Eighty-second Ohio Veteran Volunteers, Lieutenant Colonel David Thomson; One hundred and forty-third New York Volunteers, Lieutenant Colonel Hezekiah Watkins; One hundred and first Illinois Volunteers, Lieutenant Colonel John B. Le Sage; Eighty-second Illinois Volunteers, Major F. H. Rolshausen; Sixty-first Ohio Veteran Volunteers, Captain John Garrett.

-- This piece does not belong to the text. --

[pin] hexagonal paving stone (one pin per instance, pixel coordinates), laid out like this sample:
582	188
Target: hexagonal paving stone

The officers of my staff were as follows: Captain A. E. Lee, acting assistant adjutant-General; Captain Benjamin Reynolds, acting assistant inspector-General; Captain F. S. Wallace, topographical engineer; Captain Charles Saalmann, acting commissary of subsistence; Captain W. T. George, acting assistant quartermaster; Surg. H. K. Spooner; surgeon-in-chief; Captain Cyrus Hearrick, acting aide-de-camp; Captain Myron H. Lamb, acting aide-de-camp; Lieutenant Charles M. Lockwood, acting assistant provost-marshal.

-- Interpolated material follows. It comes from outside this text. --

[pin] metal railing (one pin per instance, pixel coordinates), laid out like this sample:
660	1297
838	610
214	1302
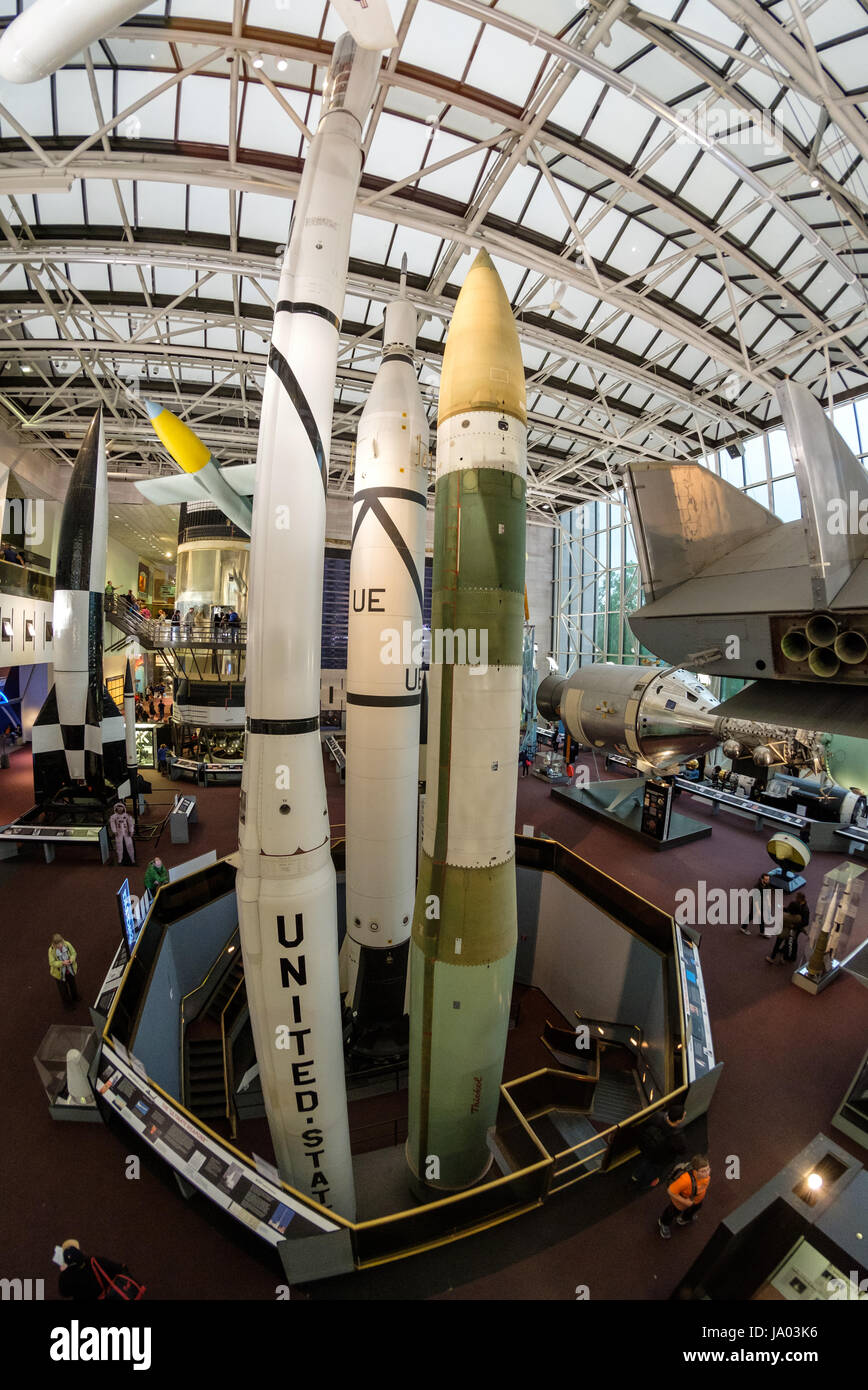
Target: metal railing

The following casualties and losses occurred in my brigade during the campaign: One enlisted man killed in action, 4 deserted, 1 missing in action, 4 injured in destroying railroad, 2 captured while foraging, making an aggregate loss of 16  enlisted men.
Respectfully, your obedient servant,
J. S. ROBINSON,
Lieutenant GEORGE ROBINSON,
Acting Assistant Adjutant-General, First Division.
Numbers 92. Report of Major Ferdinand H. Rolshousen, Eighty-second Illinois Infantry, of operations September 4-December 23.
HDQRS. EIGHTY-SECOND Illinois VOLUNTEER INFANTRY,
Near Savannah, Ga., December 26, 1864.
SIR: I have the honor to submit to you the report of operations of my regiment since the entrance of Atlanta up to the present moment.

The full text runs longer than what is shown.